The mechanisms explaining the partly opposing results in studies of broad antioxidants in cancer remain to be elucidated. Recent studies imply that antioxidants trigger the activation of the transcription factor BACH1 that stimulates a metabolic reprogramming of cancer cells in favor of glycolysis, which enhances their capacity to metastasize [137, 138]. These findings may appear counterintuitive in light of the abovereferenced reduction of metastasis induced by HDC and other NOX2 inhibitors that act by reducing ROS levels. However, a noticeable difference between global antioxidants and HDC is that HDC targets NOX2-derived ROS formation only in myeloid cells that coexpress H2R and NOX2. HDC or other NOX2-inhibitory strategies are hence unlikely to alter metabolically generated ROS.

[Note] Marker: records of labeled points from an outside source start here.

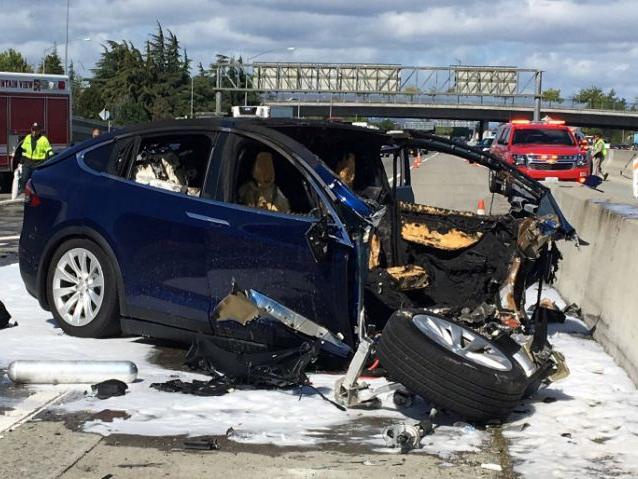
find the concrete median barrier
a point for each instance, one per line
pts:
(600, 276)
(619, 163)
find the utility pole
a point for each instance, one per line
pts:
(538, 95)
(192, 88)
(66, 41)
(218, 93)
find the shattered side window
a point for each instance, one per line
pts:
(98, 158)
(175, 162)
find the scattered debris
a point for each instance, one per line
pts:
(109, 388)
(405, 436)
(245, 307)
(215, 387)
(201, 444)
(107, 415)
(573, 310)
(265, 369)
(491, 467)
(5, 317)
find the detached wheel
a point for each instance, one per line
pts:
(451, 366)
(81, 290)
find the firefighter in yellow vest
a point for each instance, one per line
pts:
(35, 149)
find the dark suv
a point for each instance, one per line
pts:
(148, 230)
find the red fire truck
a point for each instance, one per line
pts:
(26, 98)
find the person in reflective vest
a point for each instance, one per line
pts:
(599, 154)
(35, 149)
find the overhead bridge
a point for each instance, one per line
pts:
(576, 117)
(460, 92)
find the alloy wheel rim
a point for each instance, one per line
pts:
(78, 287)
(462, 342)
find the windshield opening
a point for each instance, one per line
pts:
(542, 136)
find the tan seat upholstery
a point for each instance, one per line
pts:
(262, 191)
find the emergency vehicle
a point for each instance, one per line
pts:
(26, 98)
(544, 150)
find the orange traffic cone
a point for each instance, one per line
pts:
(480, 210)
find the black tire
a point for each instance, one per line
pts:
(451, 382)
(107, 321)
(493, 183)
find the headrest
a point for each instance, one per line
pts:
(346, 169)
(264, 170)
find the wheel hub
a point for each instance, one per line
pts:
(78, 287)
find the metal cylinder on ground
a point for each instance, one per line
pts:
(71, 372)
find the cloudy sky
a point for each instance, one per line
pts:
(578, 43)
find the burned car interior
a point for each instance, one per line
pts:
(457, 277)
(174, 162)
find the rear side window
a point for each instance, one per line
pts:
(98, 158)
(542, 136)
(174, 162)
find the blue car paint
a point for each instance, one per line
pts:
(176, 267)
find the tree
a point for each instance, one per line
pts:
(552, 95)
(13, 61)
(51, 63)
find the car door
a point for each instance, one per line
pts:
(270, 251)
(160, 241)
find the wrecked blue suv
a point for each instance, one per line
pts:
(154, 229)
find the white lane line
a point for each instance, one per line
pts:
(426, 159)
(391, 180)
(29, 408)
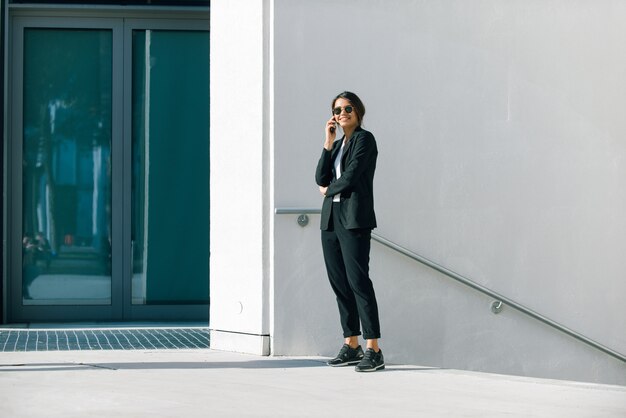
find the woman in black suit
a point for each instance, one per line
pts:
(345, 175)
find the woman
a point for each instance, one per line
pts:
(345, 174)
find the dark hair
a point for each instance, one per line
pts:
(356, 103)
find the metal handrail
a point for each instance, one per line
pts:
(501, 299)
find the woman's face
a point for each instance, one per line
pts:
(346, 120)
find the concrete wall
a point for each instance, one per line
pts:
(239, 177)
(501, 156)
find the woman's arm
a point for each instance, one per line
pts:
(362, 157)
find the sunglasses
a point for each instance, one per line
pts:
(337, 110)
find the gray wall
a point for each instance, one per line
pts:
(501, 133)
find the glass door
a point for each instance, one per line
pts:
(169, 128)
(109, 206)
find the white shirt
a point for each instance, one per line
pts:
(337, 197)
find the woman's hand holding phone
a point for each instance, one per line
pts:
(331, 133)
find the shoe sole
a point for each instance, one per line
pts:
(381, 367)
(348, 363)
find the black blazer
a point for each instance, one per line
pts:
(355, 184)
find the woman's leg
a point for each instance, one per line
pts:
(355, 247)
(346, 302)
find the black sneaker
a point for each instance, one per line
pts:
(371, 362)
(347, 355)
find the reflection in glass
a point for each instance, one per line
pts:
(170, 190)
(66, 224)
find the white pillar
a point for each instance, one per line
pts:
(240, 186)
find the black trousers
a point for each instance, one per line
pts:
(347, 254)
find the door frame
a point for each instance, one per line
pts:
(121, 23)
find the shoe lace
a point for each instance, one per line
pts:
(369, 354)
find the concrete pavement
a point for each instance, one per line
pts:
(204, 382)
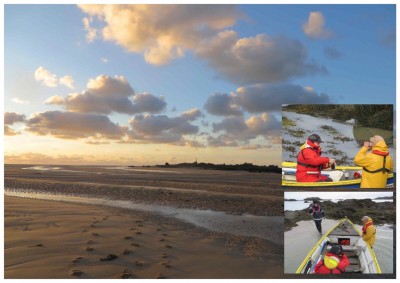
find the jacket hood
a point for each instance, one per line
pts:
(381, 146)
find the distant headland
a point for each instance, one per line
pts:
(232, 167)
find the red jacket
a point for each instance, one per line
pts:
(320, 267)
(309, 162)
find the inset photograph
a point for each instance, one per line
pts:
(338, 146)
(339, 232)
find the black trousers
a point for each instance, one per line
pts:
(318, 225)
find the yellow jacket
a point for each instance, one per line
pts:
(371, 162)
(369, 235)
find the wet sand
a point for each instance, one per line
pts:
(300, 239)
(53, 239)
(48, 239)
(234, 192)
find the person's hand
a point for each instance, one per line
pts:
(367, 144)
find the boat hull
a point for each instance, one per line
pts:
(362, 258)
(338, 175)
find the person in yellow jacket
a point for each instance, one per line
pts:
(376, 164)
(368, 230)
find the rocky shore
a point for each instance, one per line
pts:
(354, 209)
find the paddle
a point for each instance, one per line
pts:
(320, 256)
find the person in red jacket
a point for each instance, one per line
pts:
(334, 262)
(310, 162)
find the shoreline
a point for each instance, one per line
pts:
(48, 239)
(292, 217)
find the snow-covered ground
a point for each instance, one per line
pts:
(338, 138)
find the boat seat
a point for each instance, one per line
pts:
(350, 248)
(354, 266)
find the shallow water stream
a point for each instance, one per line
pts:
(266, 227)
(300, 240)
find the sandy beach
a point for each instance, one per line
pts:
(58, 239)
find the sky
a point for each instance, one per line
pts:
(149, 84)
(337, 195)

ATRA is used in the treatment of acute promyelocytic leukemia where the leukemic cells carry a PML-RARA translocation giving rise to a block in myeloid cell differentiation and development of leukemia. ATRA releases this block and allows the differentiation of immature leukemic promyelocytes into mature granulocytes [204]. ATRA may also promote the differentiation of MDSCs by neutralizing intracellular ROS [195-198]. ATRA exerts antitumoral effects in several murine models [205, 206] and has been investigated in combination with immunotherapies such as IL-2 and DC vaccines in renal cell carcinoma and non-small-cell lung cancer [205-207]. The efficacy of ATRA combined with ipilimumab is currently assessed in stage IV melanoma (ClinicalTrials.gov identifier: NCT02403778).

The NOX2-inhibitor HDC is used in conjunction with low-dose IL-2 within the EU to prevent relapse of AML in the postchemotherapy phase [208]. HDC acts on H2Rs expressed on the surface of normal and leukemic myeloid cells to inhibit production of NOX2-derived ROS [208, 209]. In vitro studies support that HDC promotes cellular immunity by protecting subsets of cytotoxic lymphocytes against ROS-induced inactivation [19, 91] and that these effects of HDC are markedly enhanced by the coadministration of NK and T cell activators such as IL-2 [111]; however, complementary or alternative mechanisms are conceivable, including HDC-induced differentiation of AML cells [19, 35, 208]. While the side-effects of HDC/IL-2 were typically mild and transient with minimal impact on global health [208, 210], the incidence of grade 1/2 arthralgia and myalgia was slightly but significantly higher in treated patients. It may thus be speculated that HDC/IL-2 induces autoimmunity similar to that observed in NOX2-deficient CGD patients and in experimental animals that are devoid of functional NOX2 [83].

6. Conclusion

While details regarding the contribution by NOX2-derived ROS for the induction and progression of cancer remain to be elucidated, it seems likely that the impact of NOX2 is confined mainly to primary and metastatic tumors that are infiltrated by immunosuppressive NOX2+ myeloid cells and to myeloid leukemias, where the malignant clone comprises NOX2+ cells. In cancer, NOX2 may contribute to the immunosuppression exerted by myeloid cells, in part by producing extracellular ROS that trigger dysfunction in adjacent lymphocytes. Recent studies show that NOX2 promotes tumor growth and metastasis and that intact NOX2 is crucial for self-tolerance, thus fulfilling the criteria of an immune checkpoint [83]. Inhibition of NOX2-derived ROS may thus relieve immunosuppression in cancer and may act in synergy with cancer immunotherapies such NK and T cell-activating cytokines or checkpoint inhibitors.